Presentation on theme: "Surrealism & Salvador Dalí Dalí, The Elephants, 1948."— Presentation transcript:
Surrealism & Salvador Dalí Dalí, The Elephants, 1948
Surrealism Starting in the 1920s, a group of artists called Surrealists were making strange and unusual paintings influenced by dreams and their imaginations. Dalí, The Three Sphinxes of Bikini, 1947 Have you ever woken up from a dream wondering what in the world it meant?
Magritte, Fair Captive, 1945 Like dreams, these paintings mixed pieces of the real world with bizarre, fantastic elements that could only come from a person’s mind.
Ernst, Oedipus Rex, 1922 These artistic works often did not make logical sense and left viewers wondering what in the world they meant.
Salvador Dalí “The only difference between the Surrealists and me is that I am a Surrealist.” – Salvador Dalí Salvador Dalí was the most famous of the Surrealist artists. Dalí was born May 11th, 1904, in Figueras, Catalonia, Spain. He died in 1989. Best known for his paintings, Dalí was also a sculptor, book illustrator, movie and theater set designer. He was an excellent self-promoter with his signature waxed mustache. He loved to surprise and shock to make people think about more than what they could see with their eyes.
Dali was influenced by many artists from different periods in art including classical painters like the Dutch master Johannes Vermeer. Precise realism and the ominous, swirling light in many of Dalí’s paintings were strongly influenced by the works of Vermeer. How does Dalí’s sky make you feel? Dalí, Average Pagan Landscape, 1937Vermeer, View of Delft, circa 1660 - 1661
Dalí, Weaning of Furniture-Nutrition, 1934 What makes it Surreal? PRECISE REALISM a launching point into fantasy. LAWS OF NATURE REVERSED objects are living & living things become objects. JUXTOPOSITION objects placed side by side for striking comparison or contrast. DISLOCATION objects are placed where they aren’t usually placed. SYMBOLISM reoccurring objects represent Dalí’s ideas, memories or dreams.
Dalí, Weaning of Furniture-Nutrition, 1934 What makes it Surreal? PRECISE REALISM almost photo-realistic painting of objects and landscape. LAWS OF NATURE REVERSED the woman is an object. A shadow of a bottle on a dresser is a hole. JUXTAPOSITION woman and objects are bigger than the boats. Tiny dresser next to the big dresser. DISLOCATION why is there furniture on the shoreline? SYMBOLISM the crutch (be on the lookout for egg shapes, clocks, pianos, ants, crickets)

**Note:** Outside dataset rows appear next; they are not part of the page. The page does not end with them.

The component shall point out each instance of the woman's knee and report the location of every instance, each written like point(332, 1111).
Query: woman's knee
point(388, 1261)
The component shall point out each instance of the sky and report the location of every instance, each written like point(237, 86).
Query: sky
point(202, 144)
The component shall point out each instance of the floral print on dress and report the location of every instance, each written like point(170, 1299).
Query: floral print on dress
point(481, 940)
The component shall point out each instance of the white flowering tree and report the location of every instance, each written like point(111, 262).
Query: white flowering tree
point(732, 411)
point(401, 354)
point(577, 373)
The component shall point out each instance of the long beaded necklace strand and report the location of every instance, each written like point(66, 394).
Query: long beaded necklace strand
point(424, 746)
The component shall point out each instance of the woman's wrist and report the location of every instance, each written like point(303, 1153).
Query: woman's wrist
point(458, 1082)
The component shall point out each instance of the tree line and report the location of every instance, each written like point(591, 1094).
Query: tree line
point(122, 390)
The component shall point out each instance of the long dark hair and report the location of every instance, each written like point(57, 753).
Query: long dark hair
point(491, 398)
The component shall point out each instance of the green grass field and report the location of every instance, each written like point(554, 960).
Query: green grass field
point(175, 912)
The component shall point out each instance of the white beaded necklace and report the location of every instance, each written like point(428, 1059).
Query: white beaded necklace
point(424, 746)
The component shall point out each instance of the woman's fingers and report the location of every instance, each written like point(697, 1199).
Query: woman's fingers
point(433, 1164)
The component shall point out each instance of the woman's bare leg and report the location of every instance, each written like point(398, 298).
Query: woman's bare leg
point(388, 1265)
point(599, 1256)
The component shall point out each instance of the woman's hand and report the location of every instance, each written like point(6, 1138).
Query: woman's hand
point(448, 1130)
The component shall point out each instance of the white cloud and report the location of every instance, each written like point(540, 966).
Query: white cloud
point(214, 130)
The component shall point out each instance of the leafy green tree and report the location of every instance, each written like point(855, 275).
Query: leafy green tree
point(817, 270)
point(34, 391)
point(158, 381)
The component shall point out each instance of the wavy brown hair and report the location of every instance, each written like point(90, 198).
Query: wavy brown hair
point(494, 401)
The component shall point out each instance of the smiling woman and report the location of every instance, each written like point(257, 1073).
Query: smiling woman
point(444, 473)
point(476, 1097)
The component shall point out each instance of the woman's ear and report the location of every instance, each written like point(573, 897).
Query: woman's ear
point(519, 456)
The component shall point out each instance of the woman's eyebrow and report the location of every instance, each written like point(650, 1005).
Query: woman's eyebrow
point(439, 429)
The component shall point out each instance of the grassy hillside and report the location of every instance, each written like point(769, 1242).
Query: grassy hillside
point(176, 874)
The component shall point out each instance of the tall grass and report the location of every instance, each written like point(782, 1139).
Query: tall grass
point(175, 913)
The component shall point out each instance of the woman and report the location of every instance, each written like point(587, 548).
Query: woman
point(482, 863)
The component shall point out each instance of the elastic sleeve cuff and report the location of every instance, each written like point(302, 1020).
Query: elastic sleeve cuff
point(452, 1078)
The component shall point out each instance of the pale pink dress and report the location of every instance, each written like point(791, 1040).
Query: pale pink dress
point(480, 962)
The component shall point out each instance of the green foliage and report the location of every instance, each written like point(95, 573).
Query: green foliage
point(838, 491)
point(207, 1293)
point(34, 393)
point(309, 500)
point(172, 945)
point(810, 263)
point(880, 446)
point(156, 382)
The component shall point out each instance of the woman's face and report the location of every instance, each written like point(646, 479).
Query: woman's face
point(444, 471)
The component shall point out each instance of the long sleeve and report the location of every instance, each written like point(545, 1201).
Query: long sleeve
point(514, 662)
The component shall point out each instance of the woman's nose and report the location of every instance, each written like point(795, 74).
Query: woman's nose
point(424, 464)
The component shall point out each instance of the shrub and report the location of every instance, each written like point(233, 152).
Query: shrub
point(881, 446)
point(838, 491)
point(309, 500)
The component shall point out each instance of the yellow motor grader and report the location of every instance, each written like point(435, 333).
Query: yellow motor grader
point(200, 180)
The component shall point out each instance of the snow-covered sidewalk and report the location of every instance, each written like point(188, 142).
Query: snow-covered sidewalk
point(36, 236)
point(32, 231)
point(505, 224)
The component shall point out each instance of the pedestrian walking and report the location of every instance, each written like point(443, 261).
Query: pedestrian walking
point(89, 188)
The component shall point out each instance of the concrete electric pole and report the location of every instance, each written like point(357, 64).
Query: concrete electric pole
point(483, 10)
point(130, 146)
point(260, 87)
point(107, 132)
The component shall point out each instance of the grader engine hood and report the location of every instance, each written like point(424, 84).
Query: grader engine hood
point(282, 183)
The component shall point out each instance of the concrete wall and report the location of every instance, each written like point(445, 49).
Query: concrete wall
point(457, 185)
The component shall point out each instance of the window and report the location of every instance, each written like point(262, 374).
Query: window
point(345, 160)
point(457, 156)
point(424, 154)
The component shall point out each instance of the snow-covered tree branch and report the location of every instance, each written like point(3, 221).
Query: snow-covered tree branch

What makes it Surreal? Dalí, The Persistence of Memory, 1931 One of Dalí’s most popular SYMBOLS was the melting watch. He was inspired one hot day when he noticed some runny Camembert cheese. To Dalí, the oozing cheese resembled a melting watch, so immediately he painted three melting watches on his canvas. TRANSFORMATION objects become unusual / strange INFLUENCE OF DREAMS + DAYDREAMING images of the mind are captured on canvas
What makes it Surreal? Dalí, The Dream, 1931 Have you ever seen what looked sort of like objects or faces in clouds? Dalí saw faces and forms in the rocks and landscapes he lived near. Like the melting clocks, Dalí wanted to capture what his imagination saw. What other Surreal elements can you find in this painting?

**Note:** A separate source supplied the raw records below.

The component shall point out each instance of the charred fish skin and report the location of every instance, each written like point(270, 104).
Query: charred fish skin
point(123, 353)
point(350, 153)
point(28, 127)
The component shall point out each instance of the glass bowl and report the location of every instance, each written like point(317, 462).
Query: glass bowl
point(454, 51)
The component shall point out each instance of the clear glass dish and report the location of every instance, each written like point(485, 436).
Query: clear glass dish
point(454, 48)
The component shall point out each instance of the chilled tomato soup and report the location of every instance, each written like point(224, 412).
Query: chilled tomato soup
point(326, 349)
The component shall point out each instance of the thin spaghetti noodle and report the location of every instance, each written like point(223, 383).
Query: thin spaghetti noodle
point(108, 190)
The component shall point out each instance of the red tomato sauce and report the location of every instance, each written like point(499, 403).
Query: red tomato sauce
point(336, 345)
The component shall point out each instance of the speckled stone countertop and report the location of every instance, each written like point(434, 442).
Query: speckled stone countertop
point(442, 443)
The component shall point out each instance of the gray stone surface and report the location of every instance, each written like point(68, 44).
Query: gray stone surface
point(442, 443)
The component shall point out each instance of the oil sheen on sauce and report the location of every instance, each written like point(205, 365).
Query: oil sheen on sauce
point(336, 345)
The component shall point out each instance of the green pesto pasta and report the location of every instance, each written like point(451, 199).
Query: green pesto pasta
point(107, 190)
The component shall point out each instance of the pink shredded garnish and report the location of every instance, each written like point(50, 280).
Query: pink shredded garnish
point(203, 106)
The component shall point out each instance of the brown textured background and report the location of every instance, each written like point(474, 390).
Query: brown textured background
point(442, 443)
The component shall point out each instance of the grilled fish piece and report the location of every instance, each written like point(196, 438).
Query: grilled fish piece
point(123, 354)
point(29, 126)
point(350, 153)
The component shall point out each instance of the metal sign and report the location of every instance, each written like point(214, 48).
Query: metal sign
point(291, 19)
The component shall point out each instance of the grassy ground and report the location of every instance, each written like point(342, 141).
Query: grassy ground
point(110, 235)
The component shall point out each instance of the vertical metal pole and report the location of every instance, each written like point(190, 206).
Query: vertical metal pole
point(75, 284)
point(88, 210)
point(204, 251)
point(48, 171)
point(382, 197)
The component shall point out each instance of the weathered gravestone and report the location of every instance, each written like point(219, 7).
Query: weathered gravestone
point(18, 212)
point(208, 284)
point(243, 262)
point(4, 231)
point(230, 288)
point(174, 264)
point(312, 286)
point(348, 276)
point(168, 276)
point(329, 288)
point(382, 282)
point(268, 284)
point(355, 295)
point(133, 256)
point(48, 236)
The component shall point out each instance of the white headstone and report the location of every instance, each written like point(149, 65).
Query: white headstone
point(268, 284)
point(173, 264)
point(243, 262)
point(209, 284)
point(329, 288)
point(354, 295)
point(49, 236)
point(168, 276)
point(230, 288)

What makes it Surreal? HIDDEN + DOUBLE IMAGES Dalí used hidden and double images (images that exist as two different things at the same time) to challenge his viewers sense of reality, creating feelings of danger and delight. What do you see? Dalí, Old Age, Adolescence, Infancy (The Three Ages),1940
Creating a Sense of Space Dalí, Sun Table, 1936 When placing objects in a painting, Dalí used several classic techniques to make his landscapes or settings have depth. 1. SIZE -- Larger sized objects in front, middle sized objects in the mid-ground, and smaller sized objects in the far distance. 2. COLOR -- Brighter purer colors in the foreground, more neutral colors in the far ground. Warm colors up front, cooler hues in the distance. 3. TEXTURES -- Textures in the foreground, few or no details in the background areas. 4. EDGE QUALITY -- Hard edges in front, softer edges in the distance. 5. PERSPECTIVE -- Lines that recede to the vanishing point (where there is nothing left to see). Also - use of a horizon line to show where the earth and sky meet.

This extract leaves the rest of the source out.